De las tres propuestas, que se pueden consultar en la página web del partido, Manuel Núñez ha hecho especial hincapié en una de ellas, consistente en el mantenimiento de la estación en su actual emplazamiento, sacando los talleres del centro urbano y desplazando el tráfico ferroviario y vehicular contra el antiguo acantilado. Esto permitiría crear un parque de unos 132.000m² y otros 28.000m² adicionales de paseo, que uniría el parque por el apeadero de Valdecilla de FEVE con Nueva Montaña, la Reyerta y la Remonta, creando un corredor verde que revitalizaría estos barrios y toda la ciudad de Santander.

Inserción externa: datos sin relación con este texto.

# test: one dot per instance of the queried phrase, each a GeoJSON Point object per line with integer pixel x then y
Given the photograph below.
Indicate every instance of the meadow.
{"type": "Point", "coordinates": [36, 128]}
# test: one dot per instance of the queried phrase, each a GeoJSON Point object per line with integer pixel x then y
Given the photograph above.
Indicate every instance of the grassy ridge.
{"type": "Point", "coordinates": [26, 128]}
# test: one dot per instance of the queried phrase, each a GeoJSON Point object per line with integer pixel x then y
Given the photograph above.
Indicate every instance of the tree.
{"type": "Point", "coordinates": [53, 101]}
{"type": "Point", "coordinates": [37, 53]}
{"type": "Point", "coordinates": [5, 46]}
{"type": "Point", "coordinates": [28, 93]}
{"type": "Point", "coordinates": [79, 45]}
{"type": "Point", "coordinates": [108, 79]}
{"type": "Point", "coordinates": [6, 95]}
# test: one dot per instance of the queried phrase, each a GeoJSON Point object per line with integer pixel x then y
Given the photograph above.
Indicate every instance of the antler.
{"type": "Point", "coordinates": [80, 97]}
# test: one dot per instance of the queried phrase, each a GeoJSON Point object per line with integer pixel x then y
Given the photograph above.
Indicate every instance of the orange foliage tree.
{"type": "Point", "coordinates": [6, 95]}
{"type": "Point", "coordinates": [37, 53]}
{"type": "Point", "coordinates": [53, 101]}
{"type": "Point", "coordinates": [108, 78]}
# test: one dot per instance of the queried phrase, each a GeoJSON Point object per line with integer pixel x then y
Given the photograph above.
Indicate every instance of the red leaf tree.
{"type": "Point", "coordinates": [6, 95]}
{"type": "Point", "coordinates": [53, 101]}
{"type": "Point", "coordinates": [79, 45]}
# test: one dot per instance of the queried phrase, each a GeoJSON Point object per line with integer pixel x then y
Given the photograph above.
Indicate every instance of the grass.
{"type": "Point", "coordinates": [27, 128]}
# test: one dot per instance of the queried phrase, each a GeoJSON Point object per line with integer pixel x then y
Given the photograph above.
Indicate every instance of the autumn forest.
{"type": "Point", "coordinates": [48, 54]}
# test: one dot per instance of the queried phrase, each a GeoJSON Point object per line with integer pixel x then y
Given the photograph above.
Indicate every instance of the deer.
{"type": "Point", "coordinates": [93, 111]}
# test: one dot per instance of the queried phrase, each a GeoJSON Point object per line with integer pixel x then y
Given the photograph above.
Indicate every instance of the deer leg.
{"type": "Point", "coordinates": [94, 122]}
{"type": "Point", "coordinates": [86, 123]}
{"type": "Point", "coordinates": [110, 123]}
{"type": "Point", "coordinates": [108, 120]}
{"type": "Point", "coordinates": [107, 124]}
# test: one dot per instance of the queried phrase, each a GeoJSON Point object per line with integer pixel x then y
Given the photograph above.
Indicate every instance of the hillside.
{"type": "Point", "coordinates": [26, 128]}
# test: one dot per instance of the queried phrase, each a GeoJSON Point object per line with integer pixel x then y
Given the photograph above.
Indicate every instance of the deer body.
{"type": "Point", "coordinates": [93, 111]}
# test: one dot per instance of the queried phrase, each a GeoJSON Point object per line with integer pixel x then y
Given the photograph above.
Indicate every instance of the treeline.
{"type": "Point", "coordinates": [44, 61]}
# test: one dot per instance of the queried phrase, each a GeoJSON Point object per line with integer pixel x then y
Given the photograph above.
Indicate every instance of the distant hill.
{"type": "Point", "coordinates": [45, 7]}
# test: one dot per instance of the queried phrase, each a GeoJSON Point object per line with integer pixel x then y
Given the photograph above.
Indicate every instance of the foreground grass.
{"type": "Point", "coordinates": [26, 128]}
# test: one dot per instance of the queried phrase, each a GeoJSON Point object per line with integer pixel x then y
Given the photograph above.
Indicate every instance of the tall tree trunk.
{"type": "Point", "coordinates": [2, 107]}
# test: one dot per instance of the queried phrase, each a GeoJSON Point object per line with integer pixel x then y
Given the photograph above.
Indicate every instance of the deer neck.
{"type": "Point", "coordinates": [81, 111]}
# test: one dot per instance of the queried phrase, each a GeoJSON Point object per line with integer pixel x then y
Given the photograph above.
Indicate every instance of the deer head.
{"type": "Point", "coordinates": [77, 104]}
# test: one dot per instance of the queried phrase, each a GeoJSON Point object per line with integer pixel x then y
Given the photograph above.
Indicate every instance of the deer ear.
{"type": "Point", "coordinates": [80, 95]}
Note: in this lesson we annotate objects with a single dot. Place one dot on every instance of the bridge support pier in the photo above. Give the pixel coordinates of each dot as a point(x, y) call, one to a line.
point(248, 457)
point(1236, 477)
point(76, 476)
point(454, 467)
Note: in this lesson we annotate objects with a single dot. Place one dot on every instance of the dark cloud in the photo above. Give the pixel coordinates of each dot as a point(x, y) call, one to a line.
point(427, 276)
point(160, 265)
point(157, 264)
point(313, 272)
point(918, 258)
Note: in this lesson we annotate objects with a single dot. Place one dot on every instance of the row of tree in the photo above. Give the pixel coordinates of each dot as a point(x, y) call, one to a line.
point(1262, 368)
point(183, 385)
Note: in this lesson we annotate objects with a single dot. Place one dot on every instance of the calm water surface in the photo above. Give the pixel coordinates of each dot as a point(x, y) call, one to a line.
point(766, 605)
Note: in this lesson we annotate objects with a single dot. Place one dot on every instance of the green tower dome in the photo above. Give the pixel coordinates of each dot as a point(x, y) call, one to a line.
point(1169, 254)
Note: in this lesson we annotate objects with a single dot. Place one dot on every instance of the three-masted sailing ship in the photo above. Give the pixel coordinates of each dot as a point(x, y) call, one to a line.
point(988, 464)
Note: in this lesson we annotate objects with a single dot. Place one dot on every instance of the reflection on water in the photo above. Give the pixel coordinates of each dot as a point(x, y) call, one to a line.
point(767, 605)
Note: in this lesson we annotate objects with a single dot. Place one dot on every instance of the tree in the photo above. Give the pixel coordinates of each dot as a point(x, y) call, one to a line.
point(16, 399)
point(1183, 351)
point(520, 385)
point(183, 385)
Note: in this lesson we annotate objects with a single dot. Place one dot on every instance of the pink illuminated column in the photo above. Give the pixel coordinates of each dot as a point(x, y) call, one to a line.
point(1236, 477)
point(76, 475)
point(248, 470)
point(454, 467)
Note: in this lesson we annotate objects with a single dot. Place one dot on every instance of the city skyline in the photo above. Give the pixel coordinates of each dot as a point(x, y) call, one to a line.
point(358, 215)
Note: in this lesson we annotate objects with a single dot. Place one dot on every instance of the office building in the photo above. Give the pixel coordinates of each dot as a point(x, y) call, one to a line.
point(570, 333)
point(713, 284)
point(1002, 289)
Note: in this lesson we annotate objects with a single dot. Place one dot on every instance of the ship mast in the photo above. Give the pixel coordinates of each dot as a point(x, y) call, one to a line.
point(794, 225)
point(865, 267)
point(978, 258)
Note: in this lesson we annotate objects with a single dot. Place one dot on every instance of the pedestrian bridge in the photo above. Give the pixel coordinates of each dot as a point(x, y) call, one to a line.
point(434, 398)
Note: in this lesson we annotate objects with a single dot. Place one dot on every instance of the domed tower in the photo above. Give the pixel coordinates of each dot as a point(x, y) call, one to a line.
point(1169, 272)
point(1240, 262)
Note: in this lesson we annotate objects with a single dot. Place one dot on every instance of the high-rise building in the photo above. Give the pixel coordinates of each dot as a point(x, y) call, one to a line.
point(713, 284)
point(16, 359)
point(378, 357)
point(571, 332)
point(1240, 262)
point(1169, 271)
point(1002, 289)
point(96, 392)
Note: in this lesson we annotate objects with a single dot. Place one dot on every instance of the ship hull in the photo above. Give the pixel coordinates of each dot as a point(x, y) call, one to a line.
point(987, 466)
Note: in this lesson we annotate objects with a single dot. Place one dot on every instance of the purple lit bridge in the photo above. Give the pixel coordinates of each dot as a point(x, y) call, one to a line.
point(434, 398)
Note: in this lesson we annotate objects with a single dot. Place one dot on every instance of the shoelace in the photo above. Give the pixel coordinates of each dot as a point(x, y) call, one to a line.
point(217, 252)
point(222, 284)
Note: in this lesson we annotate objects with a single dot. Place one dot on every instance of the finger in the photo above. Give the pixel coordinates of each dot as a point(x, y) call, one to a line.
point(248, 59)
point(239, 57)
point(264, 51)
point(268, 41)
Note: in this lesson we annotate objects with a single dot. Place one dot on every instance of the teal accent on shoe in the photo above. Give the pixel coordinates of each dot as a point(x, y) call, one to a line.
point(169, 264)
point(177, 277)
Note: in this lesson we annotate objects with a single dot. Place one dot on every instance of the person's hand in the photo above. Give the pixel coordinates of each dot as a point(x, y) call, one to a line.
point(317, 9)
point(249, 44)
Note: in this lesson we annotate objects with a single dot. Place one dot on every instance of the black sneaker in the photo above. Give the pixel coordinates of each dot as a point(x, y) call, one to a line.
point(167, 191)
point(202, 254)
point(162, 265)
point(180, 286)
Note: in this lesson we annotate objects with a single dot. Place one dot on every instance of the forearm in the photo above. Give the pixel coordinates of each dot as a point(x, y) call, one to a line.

Este proyecto de Cantabristas requeriría de la creación de un nuevo vial en superficie para el tráfico de vehículos ordinario, junto a las vías del tren, que se uniría, por su extremo de la Marga con el túnel de la S-10. En el otro extremo, el de las estaciones, enlazaría a través de un túnel con la calle Antonio López, desde donde también se accedería a un aparcamiento disuasorio de gran envergadura. Al funcionar este nuevo vial como entrada y salida de Santander, se podrían reducir los carriles de circulación de Calle Castilla y Marqués de la Hermida limitando el tráfico al que tenga origen o destino de ese propio barrio. Además, se prevé aprovechar esta liberación de carriles para mejorar la integración de la zona con el frente marítimo y semipeatonalizar las transversales de Castilla-Hermida, garantizando el acceso a garajes, zonas de carga y descarga y plazas de aparcamiento para residentes.